TED2026’s theme – « All of Us » – felt immediately relevant to the kind of questions I’ve been thinking about this year: collective responsibility, generational disengagement, the distance between awareness and action. Malala’s talk stood out among the conference highlights because it was structured around self-criticism rather than inspiration, which is a less common and more interesting frame for someone with her level of recognition.

The decision to respond to this specific talk rather than write a general overview of TED2026 was deliberate. A video response article works better when it has a clear point of view, and Malala’s three-lesson structure gave something concrete to agree with, complicate, and push back on.

Writing Process:

The article was written directly from notes taken while watching the talk. The structure follows the progression of my own reaction: initial engagement, analysis of the three lessons, then the part that didn’t fully sit right – the question of scale and what « start with something » actually means for people without a global platform.
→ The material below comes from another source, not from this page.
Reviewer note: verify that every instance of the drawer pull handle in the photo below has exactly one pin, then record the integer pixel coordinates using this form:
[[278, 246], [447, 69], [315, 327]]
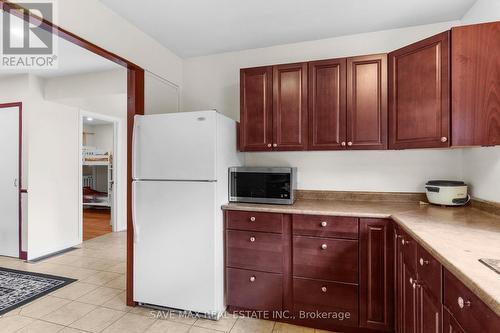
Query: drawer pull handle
[[423, 262], [463, 303]]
That tension drove the editorial angle.

This is the one article in this series where AI had no involvement at all – not for research, not for editing, not for fact-checking. The talk is recent, publicly available, and straightforward to engage with directly. The point of view is entirely personal.

A Note on the Format:

Embedding the video directly at the top of the article was an intentional structural choice: the reader should be able to watch before reading, or pause and return. The article isn’t a summary – it assumes some familiarity with what Malala says, or invites the reader to go find out. That’s the difference between a video response and a recap, and it’s the format I wanted to write in.